Identification of contact residues in the IgE binding site of human FcεRIα

The high-affinity receptor for immunoglobulin E (IgE), Fc epsilon RI, is an alpha beta gamma(2) tetramer found on mast cells, basophils, and several other types of immune effector cells. The interaction of IgE with the alpha-subunit of Fc epsilon RI is central to the pathogenesis of allergy.
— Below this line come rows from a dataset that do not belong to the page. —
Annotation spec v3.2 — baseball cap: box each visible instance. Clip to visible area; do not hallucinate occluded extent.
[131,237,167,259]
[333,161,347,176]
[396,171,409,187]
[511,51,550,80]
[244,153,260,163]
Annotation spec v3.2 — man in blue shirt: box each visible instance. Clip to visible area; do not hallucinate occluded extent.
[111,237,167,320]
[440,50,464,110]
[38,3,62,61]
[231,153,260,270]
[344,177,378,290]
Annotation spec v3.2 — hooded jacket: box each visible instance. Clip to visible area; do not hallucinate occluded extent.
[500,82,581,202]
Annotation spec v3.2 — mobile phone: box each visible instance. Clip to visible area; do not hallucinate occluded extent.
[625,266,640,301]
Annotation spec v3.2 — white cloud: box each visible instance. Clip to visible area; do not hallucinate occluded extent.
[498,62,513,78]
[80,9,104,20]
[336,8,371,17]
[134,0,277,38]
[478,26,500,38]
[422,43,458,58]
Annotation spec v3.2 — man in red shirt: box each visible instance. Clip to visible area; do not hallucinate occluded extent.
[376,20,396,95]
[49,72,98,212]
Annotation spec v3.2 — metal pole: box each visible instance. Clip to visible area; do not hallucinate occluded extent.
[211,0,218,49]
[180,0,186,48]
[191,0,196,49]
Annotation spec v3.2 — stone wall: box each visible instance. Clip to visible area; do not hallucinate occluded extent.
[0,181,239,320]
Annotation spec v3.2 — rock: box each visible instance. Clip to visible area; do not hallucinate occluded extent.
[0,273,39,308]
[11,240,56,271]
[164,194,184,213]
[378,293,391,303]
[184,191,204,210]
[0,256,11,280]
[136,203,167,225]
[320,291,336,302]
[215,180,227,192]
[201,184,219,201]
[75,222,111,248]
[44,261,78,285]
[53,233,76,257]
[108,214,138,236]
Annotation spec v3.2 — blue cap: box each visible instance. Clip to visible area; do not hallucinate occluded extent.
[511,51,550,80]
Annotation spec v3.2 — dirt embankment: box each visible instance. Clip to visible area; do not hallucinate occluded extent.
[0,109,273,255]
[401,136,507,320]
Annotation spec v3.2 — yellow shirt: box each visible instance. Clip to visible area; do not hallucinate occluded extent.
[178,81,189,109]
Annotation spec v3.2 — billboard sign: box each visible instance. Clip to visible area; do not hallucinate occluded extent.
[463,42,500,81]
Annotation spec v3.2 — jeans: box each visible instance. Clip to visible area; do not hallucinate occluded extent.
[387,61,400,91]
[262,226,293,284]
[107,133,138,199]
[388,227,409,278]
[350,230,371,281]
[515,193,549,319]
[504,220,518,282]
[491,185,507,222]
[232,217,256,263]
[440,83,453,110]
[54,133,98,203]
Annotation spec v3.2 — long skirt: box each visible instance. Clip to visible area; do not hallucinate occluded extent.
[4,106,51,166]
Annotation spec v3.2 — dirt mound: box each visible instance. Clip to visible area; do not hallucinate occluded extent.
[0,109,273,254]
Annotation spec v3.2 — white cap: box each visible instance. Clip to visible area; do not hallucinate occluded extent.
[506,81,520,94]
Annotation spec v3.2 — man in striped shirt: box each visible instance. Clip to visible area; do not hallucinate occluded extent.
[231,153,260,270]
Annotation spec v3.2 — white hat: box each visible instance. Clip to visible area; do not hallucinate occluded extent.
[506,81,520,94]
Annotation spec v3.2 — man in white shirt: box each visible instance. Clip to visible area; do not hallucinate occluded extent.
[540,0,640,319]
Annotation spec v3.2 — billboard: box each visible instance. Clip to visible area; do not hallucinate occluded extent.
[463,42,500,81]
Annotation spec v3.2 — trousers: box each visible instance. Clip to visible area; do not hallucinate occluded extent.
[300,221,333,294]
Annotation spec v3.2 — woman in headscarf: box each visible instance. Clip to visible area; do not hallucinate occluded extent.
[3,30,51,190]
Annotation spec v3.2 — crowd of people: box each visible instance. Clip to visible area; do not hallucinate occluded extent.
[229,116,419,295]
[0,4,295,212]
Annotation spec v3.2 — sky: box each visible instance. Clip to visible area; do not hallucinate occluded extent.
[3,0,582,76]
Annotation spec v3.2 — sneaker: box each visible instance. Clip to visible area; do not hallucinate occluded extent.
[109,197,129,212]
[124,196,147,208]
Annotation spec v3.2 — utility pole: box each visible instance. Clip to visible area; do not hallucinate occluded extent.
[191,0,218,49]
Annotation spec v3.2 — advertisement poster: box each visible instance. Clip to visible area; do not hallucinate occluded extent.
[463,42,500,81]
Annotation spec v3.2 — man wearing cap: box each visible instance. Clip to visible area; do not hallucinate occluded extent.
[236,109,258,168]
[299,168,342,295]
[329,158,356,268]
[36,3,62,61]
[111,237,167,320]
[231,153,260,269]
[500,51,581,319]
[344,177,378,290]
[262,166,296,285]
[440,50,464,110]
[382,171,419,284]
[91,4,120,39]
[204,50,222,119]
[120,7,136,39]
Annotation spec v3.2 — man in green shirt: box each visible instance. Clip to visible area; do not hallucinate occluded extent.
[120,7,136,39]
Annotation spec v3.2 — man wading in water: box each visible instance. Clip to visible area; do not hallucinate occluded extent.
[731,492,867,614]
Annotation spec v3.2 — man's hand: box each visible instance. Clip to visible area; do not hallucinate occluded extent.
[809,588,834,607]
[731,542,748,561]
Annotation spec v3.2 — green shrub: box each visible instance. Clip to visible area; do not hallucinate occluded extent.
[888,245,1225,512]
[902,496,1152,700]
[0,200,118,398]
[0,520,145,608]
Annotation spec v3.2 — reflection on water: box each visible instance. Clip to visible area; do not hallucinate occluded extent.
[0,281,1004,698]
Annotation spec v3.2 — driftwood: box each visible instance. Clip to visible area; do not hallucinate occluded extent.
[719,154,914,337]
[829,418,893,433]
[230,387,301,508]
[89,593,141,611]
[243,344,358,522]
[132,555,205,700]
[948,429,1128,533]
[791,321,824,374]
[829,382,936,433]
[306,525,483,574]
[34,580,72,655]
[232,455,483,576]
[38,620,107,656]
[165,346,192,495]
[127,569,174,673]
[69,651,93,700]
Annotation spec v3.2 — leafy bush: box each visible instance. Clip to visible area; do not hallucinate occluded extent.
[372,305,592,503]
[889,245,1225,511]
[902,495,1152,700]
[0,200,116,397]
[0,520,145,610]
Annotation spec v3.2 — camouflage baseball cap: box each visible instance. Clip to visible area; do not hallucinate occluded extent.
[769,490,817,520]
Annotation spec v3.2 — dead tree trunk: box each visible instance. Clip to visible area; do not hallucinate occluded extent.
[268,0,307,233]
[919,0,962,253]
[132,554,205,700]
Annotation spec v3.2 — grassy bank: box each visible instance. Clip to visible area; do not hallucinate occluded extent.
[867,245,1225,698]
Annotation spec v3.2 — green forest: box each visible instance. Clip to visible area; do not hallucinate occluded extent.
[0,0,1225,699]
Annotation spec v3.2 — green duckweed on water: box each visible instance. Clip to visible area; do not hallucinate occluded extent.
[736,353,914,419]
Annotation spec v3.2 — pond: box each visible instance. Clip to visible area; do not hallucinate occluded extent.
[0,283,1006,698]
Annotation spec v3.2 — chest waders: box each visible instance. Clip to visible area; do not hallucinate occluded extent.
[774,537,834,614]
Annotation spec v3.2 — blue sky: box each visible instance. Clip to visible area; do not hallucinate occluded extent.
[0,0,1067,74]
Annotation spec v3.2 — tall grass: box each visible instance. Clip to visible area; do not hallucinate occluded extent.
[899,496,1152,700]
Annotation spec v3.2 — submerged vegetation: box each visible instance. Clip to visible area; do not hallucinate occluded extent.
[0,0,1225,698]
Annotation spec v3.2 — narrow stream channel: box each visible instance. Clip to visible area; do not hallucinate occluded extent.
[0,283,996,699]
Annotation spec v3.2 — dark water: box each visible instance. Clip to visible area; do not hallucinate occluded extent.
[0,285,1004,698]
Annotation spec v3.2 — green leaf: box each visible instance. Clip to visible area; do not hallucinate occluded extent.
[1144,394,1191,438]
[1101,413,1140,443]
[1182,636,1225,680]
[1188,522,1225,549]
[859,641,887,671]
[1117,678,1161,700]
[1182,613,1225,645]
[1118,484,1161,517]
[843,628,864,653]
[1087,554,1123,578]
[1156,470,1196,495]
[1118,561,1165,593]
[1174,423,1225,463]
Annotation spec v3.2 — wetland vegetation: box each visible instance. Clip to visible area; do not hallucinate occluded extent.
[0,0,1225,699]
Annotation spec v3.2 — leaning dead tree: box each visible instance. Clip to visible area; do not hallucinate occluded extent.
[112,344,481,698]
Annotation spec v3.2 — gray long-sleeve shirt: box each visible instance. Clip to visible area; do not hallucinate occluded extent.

Detailed knowledge of the mode of interaction of Fc epsilon RI with IgE may facilitate the development of inhibitors for general use in the treatment of allergic disease. To this end we have performed site-directed mutagenesis on a soluble form of the Fc epsilon RI alpha-chain (sFc epsilon RI alpha). The effects of four mutations in the second immunoglobulin-like domain of sFc epsilon RI alpha upon the kinetics of binding to IgE and fragments of IgE have been analyzed using surface plasmon resonance. As described in the preceding paper of this issue [Henry, A. J., et al. (1997) Biochemistry 36, 15568-15578], biphasic binding kinetics was observed. Two of the mutations had significant effects on binding: K117D reduced the affinity of sFc epsilon RI alpha for IgE by a factor of 30, while D159K increased the affinity for IgE by a factor of 7, both principally through changes in the rates of dissociation of the slower phase of the interaction. Circular dichroism spectra of sFc epsilon RI alpha incorporating either of these mutations were indistinguishable from those of wild-type sFc epsilon RI alpha, demonstrating that the native conformation had not been disrupted. Our results, together with those from site-directed mutagenesis on fragments of IgE presented in the accompanying paper, define the contact surfaces in the IgE:sFc epsilon RI alpha complex.